Mainz 05 zu clever für anrennende Kölner

Danach wurde die Partie zunehmend hitziger, der Spielrhythmus ging angesichts zahlreicher Unterbrechungen und der hohen Temperaturen im Kölner Grüngürtel verloren. Die Gäste verteidigten mit der Führung im Rücken clever, ließen ihre körperliche Überlegenheit gegen die verzweifelt anrennende effzeh-U19 spielen. In der Schlussphase warfen die Kölner dann alles nach vorne, schnürten die „Nullfünfer“, die durchaus gefährlich konterten, in deren Hälfte ein.
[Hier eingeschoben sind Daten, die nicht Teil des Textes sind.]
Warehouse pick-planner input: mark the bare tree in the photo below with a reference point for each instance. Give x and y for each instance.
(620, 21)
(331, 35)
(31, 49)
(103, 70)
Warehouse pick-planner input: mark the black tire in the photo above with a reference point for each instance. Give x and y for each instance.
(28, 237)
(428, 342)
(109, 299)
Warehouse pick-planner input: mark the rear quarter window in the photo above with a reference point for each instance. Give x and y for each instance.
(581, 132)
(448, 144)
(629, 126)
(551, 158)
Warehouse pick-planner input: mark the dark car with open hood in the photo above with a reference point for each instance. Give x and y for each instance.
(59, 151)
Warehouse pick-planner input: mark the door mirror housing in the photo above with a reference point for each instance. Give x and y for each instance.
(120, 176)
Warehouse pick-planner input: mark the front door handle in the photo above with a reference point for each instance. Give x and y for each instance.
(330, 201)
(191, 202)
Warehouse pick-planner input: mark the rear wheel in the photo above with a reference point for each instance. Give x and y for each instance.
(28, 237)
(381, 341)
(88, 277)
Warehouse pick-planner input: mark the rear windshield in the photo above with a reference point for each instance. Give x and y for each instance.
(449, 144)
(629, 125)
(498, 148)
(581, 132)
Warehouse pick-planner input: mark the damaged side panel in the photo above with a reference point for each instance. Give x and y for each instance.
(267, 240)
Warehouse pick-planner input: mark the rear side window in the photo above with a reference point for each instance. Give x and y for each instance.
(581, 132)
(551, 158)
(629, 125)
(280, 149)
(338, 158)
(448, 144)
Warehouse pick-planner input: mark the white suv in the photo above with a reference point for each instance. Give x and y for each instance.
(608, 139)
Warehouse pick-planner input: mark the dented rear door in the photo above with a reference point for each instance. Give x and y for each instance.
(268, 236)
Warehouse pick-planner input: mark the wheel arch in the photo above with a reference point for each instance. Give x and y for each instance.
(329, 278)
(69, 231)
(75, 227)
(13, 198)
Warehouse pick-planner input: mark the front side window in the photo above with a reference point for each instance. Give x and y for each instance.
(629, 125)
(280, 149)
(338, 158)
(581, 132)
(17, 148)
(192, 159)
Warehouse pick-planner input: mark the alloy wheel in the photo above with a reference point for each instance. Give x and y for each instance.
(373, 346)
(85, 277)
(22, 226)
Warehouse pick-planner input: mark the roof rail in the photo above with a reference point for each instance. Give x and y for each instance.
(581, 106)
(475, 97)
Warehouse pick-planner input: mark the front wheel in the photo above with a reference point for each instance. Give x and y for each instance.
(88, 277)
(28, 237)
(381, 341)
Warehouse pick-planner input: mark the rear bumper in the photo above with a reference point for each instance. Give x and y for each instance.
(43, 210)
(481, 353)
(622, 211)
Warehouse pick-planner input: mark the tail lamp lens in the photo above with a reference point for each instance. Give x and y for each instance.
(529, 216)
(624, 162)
Aber auch eine Gelb-Rote Karte gegen Torschütze Mustapha, der gegen den eingewechselten Papalia ordentlich hinlangte, brachte nicht mehr die entscheidende Wende: Am Ende brachte Mainz den Vorsprung über die Zeit und zieht in die nächste Runde des DFB-Juniorenpokals ein. Der Traum vom Endspiel in Berlin ist für den 1. FC Köln früh geplatzt.

Die U19 des 1. FC Köln: Friedsam – Islamovic, Cestic, Voloder, Akalp – Strauch, Olesen (68. J. A. Jansen), Thielmann – Lemperle (88. Papalia), Obuz (83. Özden) – Mueller.